Emergence of Linguistic Capacity in Evolving Multi-Agent Systems

The following paper describes a theoretical model of language acquisition, comprehension, and production using a distributed multi-agent system. The system is composed of a society of agents who communicate by sending and receiving phonological signals across a social network. Every individual agent contains an internal system of subagents that are specialized to each perform a small number of tasks which collectively make up the cognitive process.

Description

The initial subagent is called a recognition agent and is responsible for receiving input patterns from the environment and extracting semantic representations, called words, of the observed patterns. Every time step the agent produces a set of words that were detected from the input and places them into a temporary storage-unit called a queue.

The next subagent is called a construction agent and is responsive for observing a sequence of words from the queue and creating hierarchical diagrams, called trees, of the observed sequences. Every time steps the agent selects a set of operators that were determined by the contents of the queue with respect to the current state of the tree and applies them to the tree in order to add, remove, or change certain properties that define its structure.

Agent

Recognition

Recognitive agents have built-in base classes that are used to kickstart the categorization process, prior to learning any knowledge that might otherwise be useful in the category-selection process, primarily to assist in reasoning about which world-classes most accurately label a given input pattern. These base classes have very few constraints on membership, so few in fact that every possible input pattern fits into at least one base category, and the particular category for which it belongs is easily determined using a decision rule to find the truth value of whether a particular property is possessed by the input pattern, and thus whether the pattern is a member of the class.

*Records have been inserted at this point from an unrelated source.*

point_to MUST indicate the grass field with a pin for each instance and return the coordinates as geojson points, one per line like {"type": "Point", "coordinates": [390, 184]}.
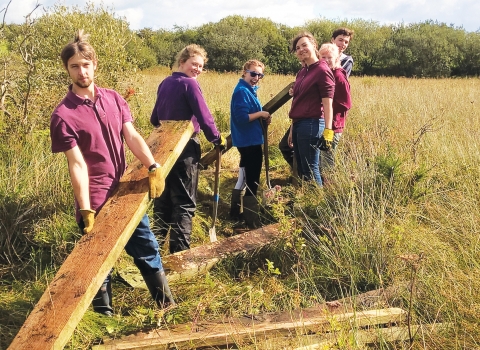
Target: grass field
{"type": "Point", "coordinates": [402, 210]}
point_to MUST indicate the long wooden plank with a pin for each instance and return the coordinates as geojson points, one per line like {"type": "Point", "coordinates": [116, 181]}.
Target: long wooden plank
{"type": "Point", "coordinates": [247, 330]}
{"type": "Point", "coordinates": [54, 318]}
{"type": "Point", "coordinates": [271, 106]}
{"type": "Point", "coordinates": [362, 337]}
{"type": "Point", "coordinates": [198, 260]}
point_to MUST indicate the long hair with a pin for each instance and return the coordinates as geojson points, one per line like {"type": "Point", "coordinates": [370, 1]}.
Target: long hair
{"type": "Point", "coordinates": [190, 51]}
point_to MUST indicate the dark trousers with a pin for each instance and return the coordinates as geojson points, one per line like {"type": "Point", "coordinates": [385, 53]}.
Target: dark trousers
{"type": "Point", "coordinates": [287, 152]}
{"type": "Point", "coordinates": [251, 158]}
{"type": "Point", "coordinates": [176, 206]}
{"type": "Point", "coordinates": [143, 248]}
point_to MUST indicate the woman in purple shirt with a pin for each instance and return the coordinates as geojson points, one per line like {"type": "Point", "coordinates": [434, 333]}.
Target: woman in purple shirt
{"type": "Point", "coordinates": [311, 110]}
{"type": "Point", "coordinates": [179, 97]}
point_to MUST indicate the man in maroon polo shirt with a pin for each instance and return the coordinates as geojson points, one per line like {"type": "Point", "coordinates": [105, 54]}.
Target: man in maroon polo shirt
{"type": "Point", "coordinates": [89, 127]}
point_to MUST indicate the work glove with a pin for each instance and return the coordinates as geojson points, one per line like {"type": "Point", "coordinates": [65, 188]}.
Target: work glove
{"type": "Point", "coordinates": [156, 181]}
{"type": "Point", "coordinates": [222, 143]}
{"type": "Point", "coordinates": [326, 140]}
{"type": "Point", "coordinates": [88, 216]}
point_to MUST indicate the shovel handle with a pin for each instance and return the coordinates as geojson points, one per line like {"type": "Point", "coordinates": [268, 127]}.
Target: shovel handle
{"type": "Point", "coordinates": [265, 151]}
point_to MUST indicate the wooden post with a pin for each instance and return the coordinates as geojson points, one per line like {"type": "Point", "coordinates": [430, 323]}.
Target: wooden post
{"type": "Point", "coordinates": [63, 304]}
{"type": "Point", "coordinates": [198, 260]}
{"type": "Point", "coordinates": [248, 330]}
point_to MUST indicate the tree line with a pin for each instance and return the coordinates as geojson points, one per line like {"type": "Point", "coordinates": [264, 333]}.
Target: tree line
{"type": "Point", "coordinates": [34, 78]}
{"type": "Point", "coordinates": [427, 49]}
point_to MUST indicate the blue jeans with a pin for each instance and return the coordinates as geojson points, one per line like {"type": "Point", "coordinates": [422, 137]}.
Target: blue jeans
{"type": "Point", "coordinates": [328, 157]}
{"type": "Point", "coordinates": [305, 136]}
{"type": "Point", "coordinates": [143, 247]}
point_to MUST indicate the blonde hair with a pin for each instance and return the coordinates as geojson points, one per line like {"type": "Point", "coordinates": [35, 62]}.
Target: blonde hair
{"type": "Point", "coordinates": [190, 51]}
{"type": "Point", "coordinates": [307, 35]}
{"type": "Point", "coordinates": [79, 45]}
{"type": "Point", "coordinates": [330, 48]}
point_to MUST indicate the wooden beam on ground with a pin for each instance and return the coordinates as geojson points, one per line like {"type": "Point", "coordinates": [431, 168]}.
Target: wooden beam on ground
{"type": "Point", "coordinates": [198, 260]}
{"type": "Point", "coordinates": [248, 330]}
{"type": "Point", "coordinates": [69, 294]}
{"type": "Point", "coordinates": [272, 106]}
{"type": "Point", "coordinates": [362, 337]}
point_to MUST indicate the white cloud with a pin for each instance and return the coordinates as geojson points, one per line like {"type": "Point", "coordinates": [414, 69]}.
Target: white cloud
{"type": "Point", "coordinates": [167, 13]}
{"type": "Point", "coordinates": [134, 17]}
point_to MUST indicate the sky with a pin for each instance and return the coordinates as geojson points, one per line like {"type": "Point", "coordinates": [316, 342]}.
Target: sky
{"type": "Point", "coordinates": [165, 14]}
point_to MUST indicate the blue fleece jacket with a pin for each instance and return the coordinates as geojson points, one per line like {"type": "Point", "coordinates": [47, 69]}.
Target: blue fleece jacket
{"type": "Point", "coordinates": [244, 102]}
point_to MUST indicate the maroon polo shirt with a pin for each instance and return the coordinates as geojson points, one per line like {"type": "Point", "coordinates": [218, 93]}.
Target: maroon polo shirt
{"type": "Point", "coordinates": [312, 83]}
{"type": "Point", "coordinates": [96, 128]}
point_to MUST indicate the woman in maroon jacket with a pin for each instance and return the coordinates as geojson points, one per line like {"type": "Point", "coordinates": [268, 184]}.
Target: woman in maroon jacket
{"type": "Point", "coordinates": [342, 100]}
{"type": "Point", "coordinates": [311, 111]}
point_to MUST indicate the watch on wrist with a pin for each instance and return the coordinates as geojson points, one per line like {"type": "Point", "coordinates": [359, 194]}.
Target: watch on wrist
{"type": "Point", "coordinates": [153, 167]}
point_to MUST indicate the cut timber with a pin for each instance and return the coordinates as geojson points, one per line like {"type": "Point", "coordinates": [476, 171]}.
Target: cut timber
{"type": "Point", "coordinates": [57, 313]}
{"type": "Point", "coordinates": [190, 263]}
{"type": "Point", "coordinates": [249, 330]}
{"type": "Point", "coordinates": [362, 337]}
{"type": "Point", "coordinates": [271, 107]}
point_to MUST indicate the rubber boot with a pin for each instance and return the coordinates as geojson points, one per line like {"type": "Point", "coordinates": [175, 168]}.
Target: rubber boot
{"type": "Point", "coordinates": [250, 212]}
{"type": "Point", "coordinates": [102, 302]}
{"type": "Point", "coordinates": [157, 284]}
{"type": "Point", "coordinates": [236, 205]}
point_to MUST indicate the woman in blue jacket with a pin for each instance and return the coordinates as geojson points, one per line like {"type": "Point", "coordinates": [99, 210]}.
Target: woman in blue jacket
{"type": "Point", "coordinates": [247, 135]}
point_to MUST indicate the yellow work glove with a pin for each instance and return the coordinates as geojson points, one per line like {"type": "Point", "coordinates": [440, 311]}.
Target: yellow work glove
{"type": "Point", "coordinates": [88, 216]}
{"type": "Point", "coordinates": [156, 181]}
{"type": "Point", "coordinates": [222, 143]}
{"type": "Point", "coordinates": [325, 143]}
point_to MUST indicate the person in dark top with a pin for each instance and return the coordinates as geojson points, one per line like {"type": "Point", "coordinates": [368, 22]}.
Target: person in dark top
{"type": "Point", "coordinates": [246, 116]}
{"type": "Point", "coordinates": [179, 97]}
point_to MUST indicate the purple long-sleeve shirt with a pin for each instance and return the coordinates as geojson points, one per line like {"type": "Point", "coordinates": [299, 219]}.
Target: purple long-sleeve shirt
{"type": "Point", "coordinates": [312, 83]}
{"type": "Point", "coordinates": [179, 97]}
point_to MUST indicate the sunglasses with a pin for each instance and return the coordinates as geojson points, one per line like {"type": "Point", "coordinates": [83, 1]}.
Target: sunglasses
{"type": "Point", "coordinates": [254, 74]}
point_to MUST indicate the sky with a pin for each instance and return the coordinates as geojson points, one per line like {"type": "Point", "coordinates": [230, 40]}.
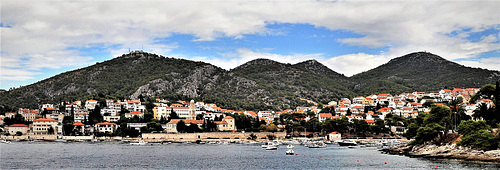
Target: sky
{"type": "Point", "coordinates": [40, 39]}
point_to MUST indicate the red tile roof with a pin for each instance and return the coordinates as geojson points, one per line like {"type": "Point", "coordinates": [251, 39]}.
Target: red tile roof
{"type": "Point", "coordinates": [228, 117]}
{"type": "Point", "coordinates": [105, 123]}
{"type": "Point", "coordinates": [136, 113]}
{"type": "Point", "coordinates": [370, 121]}
{"type": "Point", "coordinates": [18, 125]}
{"type": "Point", "coordinates": [78, 124]}
{"type": "Point", "coordinates": [44, 119]}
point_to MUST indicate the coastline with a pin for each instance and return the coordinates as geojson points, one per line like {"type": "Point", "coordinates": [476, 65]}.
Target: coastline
{"type": "Point", "coordinates": [448, 151]}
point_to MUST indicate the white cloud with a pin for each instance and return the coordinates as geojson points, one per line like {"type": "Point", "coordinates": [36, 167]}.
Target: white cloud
{"type": "Point", "coordinates": [243, 55]}
{"type": "Point", "coordinates": [41, 34]}
{"type": "Point", "coordinates": [489, 63]}
{"type": "Point", "coordinates": [351, 64]}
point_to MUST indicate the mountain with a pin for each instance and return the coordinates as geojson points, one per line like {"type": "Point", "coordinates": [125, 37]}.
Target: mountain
{"type": "Point", "coordinates": [421, 71]}
{"type": "Point", "coordinates": [256, 85]}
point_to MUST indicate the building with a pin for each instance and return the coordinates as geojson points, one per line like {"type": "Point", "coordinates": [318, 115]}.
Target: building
{"type": "Point", "coordinates": [324, 116]}
{"type": "Point", "coordinates": [134, 113]}
{"type": "Point", "coordinates": [13, 129]}
{"type": "Point", "coordinates": [90, 104]}
{"type": "Point", "coordinates": [44, 126]}
{"type": "Point", "coordinates": [172, 125]}
{"type": "Point", "coordinates": [227, 124]}
{"type": "Point", "coordinates": [105, 127]}
{"type": "Point", "coordinates": [334, 136]}
{"type": "Point", "coordinates": [81, 116]}
{"type": "Point", "coordinates": [79, 127]}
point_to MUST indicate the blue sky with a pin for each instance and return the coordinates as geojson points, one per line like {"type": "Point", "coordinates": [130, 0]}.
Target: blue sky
{"type": "Point", "coordinates": [42, 39]}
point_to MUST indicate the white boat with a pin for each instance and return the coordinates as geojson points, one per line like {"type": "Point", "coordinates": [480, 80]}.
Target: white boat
{"type": "Point", "coordinates": [317, 145]}
{"type": "Point", "coordinates": [271, 146]}
{"type": "Point", "coordinates": [138, 142]}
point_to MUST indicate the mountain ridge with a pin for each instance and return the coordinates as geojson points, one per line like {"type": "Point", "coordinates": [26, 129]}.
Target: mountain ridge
{"type": "Point", "coordinates": [256, 84]}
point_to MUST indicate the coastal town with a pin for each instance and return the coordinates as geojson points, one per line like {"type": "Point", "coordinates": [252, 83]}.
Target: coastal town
{"type": "Point", "coordinates": [167, 116]}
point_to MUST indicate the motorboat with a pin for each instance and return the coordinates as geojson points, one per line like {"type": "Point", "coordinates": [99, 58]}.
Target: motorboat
{"type": "Point", "coordinates": [347, 143]}
{"type": "Point", "coordinates": [138, 142]}
{"type": "Point", "coordinates": [317, 145]}
{"type": "Point", "coordinates": [271, 146]}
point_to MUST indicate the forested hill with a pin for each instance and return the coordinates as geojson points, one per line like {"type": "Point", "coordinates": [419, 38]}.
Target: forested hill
{"type": "Point", "coordinates": [256, 85]}
{"type": "Point", "coordinates": [421, 71]}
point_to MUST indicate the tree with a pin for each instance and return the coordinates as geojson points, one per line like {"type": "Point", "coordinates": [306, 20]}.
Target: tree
{"type": "Point", "coordinates": [199, 116]}
{"type": "Point", "coordinates": [181, 126]}
{"type": "Point", "coordinates": [428, 133]}
{"type": "Point", "coordinates": [482, 139]}
{"type": "Point", "coordinates": [50, 131]}
{"type": "Point", "coordinates": [440, 115]}
{"type": "Point", "coordinates": [173, 115]}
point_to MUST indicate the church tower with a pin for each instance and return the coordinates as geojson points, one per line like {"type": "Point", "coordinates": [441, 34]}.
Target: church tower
{"type": "Point", "coordinates": [192, 110]}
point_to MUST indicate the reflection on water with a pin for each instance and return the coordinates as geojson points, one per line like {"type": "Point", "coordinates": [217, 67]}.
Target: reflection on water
{"type": "Point", "coordinates": [191, 156]}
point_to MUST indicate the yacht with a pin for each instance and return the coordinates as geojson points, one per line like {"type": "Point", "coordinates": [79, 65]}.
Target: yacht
{"type": "Point", "coordinates": [138, 142]}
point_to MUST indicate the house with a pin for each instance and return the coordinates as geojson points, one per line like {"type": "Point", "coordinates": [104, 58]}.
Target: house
{"type": "Point", "coordinates": [81, 116]}
{"type": "Point", "coordinates": [44, 126]}
{"type": "Point", "coordinates": [137, 126]}
{"type": "Point", "coordinates": [358, 100]}
{"type": "Point", "coordinates": [29, 115]}
{"type": "Point", "coordinates": [13, 129]}
{"type": "Point", "coordinates": [105, 127]}
{"type": "Point", "coordinates": [90, 104]}
{"type": "Point", "coordinates": [334, 136]}
{"type": "Point", "coordinates": [324, 116]}
{"type": "Point", "coordinates": [79, 127]}
{"type": "Point", "coordinates": [264, 114]}
{"type": "Point", "coordinates": [250, 113]}
{"type": "Point", "coordinates": [370, 122]}
{"type": "Point", "coordinates": [227, 124]}
{"type": "Point", "coordinates": [172, 125]}
{"type": "Point", "coordinates": [134, 113]}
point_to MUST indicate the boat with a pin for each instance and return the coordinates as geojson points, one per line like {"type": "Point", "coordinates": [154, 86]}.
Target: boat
{"type": "Point", "coordinates": [347, 143]}
{"type": "Point", "coordinates": [138, 142]}
{"type": "Point", "coordinates": [271, 146]}
{"type": "Point", "coordinates": [317, 145]}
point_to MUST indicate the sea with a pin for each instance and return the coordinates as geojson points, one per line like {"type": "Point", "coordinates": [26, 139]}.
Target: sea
{"type": "Point", "coordinates": [115, 155]}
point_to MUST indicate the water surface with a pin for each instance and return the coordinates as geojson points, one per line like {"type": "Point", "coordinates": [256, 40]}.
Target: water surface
{"type": "Point", "coordinates": [25, 155]}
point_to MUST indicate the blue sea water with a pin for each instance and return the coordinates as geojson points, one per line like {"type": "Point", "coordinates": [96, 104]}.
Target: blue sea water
{"type": "Point", "coordinates": [112, 155]}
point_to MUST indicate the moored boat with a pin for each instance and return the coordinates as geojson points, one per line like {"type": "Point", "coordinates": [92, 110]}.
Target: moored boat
{"type": "Point", "coordinates": [347, 143]}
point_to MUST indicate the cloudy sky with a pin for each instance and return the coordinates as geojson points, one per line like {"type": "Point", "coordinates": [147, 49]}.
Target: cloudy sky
{"type": "Point", "coordinates": [40, 39]}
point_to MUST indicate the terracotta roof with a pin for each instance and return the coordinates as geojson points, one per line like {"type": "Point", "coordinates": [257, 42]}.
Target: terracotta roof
{"type": "Point", "coordinates": [105, 123]}
{"type": "Point", "coordinates": [78, 124]}
{"type": "Point", "coordinates": [175, 121]}
{"type": "Point", "coordinates": [136, 113]}
{"type": "Point", "coordinates": [325, 115]}
{"type": "Point", "coordinates": [370, 121]}
{"type": "Point", "coordinates": [18, 125]}
{"type": "Point", "coordinates": [221, 122]}
{"type": "Point", "coordinates": [44, 119]}
{"type": "Point", "coordinates": [50, 108]}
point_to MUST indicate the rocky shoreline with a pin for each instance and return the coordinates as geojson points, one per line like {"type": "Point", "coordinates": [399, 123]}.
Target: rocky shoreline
{"type": "Point", "coordinates": [448, 151]}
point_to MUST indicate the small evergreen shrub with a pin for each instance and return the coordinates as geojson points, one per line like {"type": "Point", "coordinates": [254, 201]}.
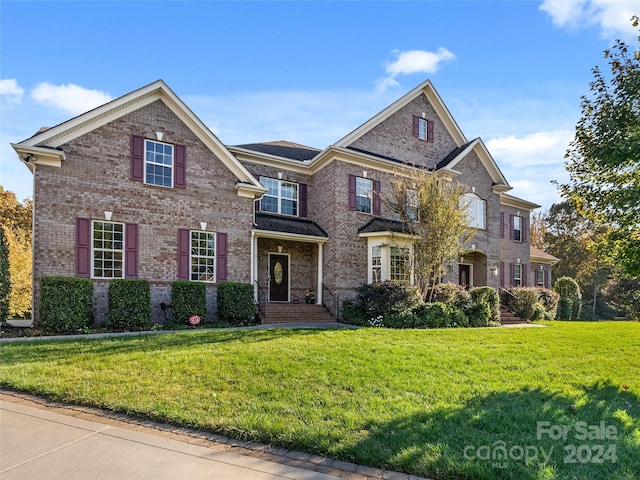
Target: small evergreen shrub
{"type": "Point", "coordinates": [129, 304]}
{"type": "Point", "coordinates": [352, 314]}
{"type": "Point", "coordinates": [65, 304]}
{"type": "Point", "coordinates": [479, 314]}
{"type": "Point", "coordinates": [565, 308]}
{"type": "Point", "coordinates": [187, 299]}
{"type": "Point", "coordinates": [433, 315]}
{"type": "Point", "coordinates": [568, 287]}
{"type": "Point", "coordinates": [491, 297]}
{"type": "Point", "coordinates": [236, 304]}
{"type": "Point", "coordinates": [452, 295]}
{"type": "Point", "coordinates": [385, 298]}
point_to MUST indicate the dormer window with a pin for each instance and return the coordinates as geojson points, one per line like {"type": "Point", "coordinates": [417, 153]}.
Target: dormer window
{"type": "Point", "coordinates": [281, 197]}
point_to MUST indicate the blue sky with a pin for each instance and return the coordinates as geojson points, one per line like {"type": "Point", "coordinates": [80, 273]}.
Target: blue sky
{"type": "Point", "coordinates": [511, 72]}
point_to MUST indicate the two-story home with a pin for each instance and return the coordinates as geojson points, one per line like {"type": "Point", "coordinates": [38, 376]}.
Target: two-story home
{"type": "Point", "coordinates": [141, 188]}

An agent’s cateogorical decision rules are determined genetically and are subject to mutation during reproduction. The effect of which is a gradual convergance to a near optimal set of decison rules which result in homeostasis. That is, a set of decision rules that result in the necessary conditions for agent reproduction, or the successful passing-on of genes to the next generation. Reaching such a state requires one to bypass certain environmental constraints that threaten an agent’s reproductive fitness. For example, a deadly plant is hazardous to a deer because, if ingested, the deer’s ability to reproduce is hindered through sickness behaviors in response to the toxins or even death.

Category

Construction

Construction agents have built-in syntactic templates that are used to kickstart the construction process, prior to learning any knowledge that might otherwise be usefule in the sentence-construction process, primarily to assist in reasoning about which sentence-models most accurately resemble a given partially-constructed tree. These syntactic templates have very few constraints on composition, albeit more than the recognition agent’s base classes. In any case, a small list of properties must be present in the partial tree for a template to be matched, and the particular template for which it is matched is easily determined using a decision rule to find the truth value of whether a particular set of word-classes are possessed the by the partial tree, as well as whether said word-classes were placed into the queue in a specific order, and thus whether the tree is a member of the template class.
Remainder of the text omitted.